I asked it to write a moderately complex algorithm, and it chose to write a function to compute the Pollard's Rho algorithm.
Then, with a few example comments to show what I meant, I asked it to annotate the code to show how the constraints on the variable changed as each line was executed.
This was its output:
# n : an integer n > 3, no upper limit
# seed : an optional integer parameter (default = 1) for the polynomial function
# pollards_rho(n, seed) : an integer or nil, representing a non-trivial factor of n, or nil if the algorithm fails to find a factor
def pollards_rho(n, seed = 1)
return n if n <= 3
x = 2
# x : an integer, initially set to 2, will be updated using the polynomial function f
# x will always be in the range [0, n)
y = 2
# y : an integer, initially set to 2, will be updated using the polynomial function f
# y will always be in the range [0, n)
d = 1
# d : an integer, initially set to 1, will store the greatest common divisor of (x - y) and n
# 1 <= d <= n
while d == 1
x = f(x, n, seed)
# x : updated using the polynomial function f, x = (x * x + seed) % n
# x will always be in the range [0, n)
y = f(f(y, n, seed), n, seed)
# y : updated using the polynomial function f twice, y = ((y * y + seed) * (y * y + seed) + seed) % n
# y will always be in the range [0, n)
d = gcd((x - y).abs, n)
# d : the greatest common divisor of the absolute difference between x and y, and n
# 1 <= d <= n, such that (x - y) % d == 0 and n % d == 0
end
d == n ? nil : d
# Returns a non-trivial factor of n (1 < d < n) if one is found, or nil if the algorithm fails to find a factor
endThis is not actually the most impressive thing I've seen it do, but it illustrates that, even if GPT doesn't "really understand" code, it can emulate understanding to an impressive level. I'd go further and say that it opens up new questions as to what understanding actually means.
One personal "woah" moment was asking it to write some unit tests for a simple 2d game GPT and I wrote together. One function, "create_area" took a 2d array of characters (representing a map) and four integers representing coordinates, and a tile type. (The purpose being to create a rectangular area of the desired tile on the map according to the passed coordinates.)

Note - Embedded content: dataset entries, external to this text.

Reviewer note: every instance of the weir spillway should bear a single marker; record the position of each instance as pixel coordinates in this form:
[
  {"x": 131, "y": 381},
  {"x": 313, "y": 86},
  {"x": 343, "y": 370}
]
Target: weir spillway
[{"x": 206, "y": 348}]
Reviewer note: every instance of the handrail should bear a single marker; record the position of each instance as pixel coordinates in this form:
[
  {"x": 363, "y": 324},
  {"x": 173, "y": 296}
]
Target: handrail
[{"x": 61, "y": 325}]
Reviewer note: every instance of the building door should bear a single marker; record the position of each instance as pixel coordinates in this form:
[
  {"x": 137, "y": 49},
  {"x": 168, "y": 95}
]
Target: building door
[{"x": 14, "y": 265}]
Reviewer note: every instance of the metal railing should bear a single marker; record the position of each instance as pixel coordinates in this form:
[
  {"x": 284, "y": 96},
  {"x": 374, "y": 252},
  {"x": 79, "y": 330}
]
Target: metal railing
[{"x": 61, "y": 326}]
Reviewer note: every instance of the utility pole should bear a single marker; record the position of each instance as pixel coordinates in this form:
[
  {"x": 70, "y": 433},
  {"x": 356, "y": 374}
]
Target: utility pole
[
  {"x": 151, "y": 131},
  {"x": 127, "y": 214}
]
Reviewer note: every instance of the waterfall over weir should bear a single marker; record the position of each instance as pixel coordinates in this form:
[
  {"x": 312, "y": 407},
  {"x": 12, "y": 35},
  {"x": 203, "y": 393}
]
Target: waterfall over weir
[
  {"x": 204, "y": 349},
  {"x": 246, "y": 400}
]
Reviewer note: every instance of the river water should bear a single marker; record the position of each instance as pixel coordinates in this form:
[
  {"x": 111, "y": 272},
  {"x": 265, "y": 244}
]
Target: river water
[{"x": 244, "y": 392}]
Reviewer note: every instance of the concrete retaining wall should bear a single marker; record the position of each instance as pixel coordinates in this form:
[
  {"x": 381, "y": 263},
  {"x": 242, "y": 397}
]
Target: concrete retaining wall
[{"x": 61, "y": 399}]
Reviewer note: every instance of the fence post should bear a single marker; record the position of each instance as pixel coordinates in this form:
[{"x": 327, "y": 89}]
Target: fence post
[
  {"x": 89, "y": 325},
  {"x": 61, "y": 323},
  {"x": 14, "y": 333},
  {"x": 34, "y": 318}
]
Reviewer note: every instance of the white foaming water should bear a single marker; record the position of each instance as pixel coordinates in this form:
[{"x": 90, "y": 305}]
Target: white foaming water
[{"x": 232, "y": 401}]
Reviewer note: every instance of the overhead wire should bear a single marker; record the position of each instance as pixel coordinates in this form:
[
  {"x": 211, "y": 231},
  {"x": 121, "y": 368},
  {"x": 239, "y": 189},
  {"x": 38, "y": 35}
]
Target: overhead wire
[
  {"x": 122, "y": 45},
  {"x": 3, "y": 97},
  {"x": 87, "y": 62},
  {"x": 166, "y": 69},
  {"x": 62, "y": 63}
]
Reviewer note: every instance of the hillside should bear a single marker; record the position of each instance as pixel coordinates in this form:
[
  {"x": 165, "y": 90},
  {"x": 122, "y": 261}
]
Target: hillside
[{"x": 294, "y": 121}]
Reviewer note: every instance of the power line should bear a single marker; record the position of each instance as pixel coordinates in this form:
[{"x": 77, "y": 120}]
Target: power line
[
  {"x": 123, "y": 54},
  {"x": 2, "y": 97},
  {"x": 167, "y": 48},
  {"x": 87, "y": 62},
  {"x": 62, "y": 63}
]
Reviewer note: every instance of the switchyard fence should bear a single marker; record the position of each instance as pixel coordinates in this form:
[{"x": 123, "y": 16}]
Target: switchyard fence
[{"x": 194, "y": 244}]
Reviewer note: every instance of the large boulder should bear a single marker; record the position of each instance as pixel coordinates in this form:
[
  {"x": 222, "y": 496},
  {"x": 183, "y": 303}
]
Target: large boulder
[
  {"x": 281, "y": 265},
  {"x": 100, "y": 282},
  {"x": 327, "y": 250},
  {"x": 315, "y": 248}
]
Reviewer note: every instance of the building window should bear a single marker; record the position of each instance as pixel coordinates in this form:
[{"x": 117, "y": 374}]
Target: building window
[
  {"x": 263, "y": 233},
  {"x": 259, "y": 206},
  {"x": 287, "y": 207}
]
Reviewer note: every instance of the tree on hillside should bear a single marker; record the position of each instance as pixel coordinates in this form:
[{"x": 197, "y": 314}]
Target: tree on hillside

GPT-4 successfully figured out how to write a unit test: it created a 5x5 array of ROCK tiles, passed it to create_area with the coordinates 1, 1 and 3, 3, and successfully figured out what the output should look like, even writing a fairly concise test to check the output (modified) 5x5 array. This was an eyebrow-raising moment for me: it made clear that GPT really does emulate some kind of "computation" internally, though quite possibly in some abstracted form. The geometric nature of this problem stuck out to me: a human can "see" a 2d array as a rectangular grid, and might realise the function carved out a smaller rectangle from that grid, but I never expected to see a computer (let alone a language model) figure it out. Interesting times, indeed.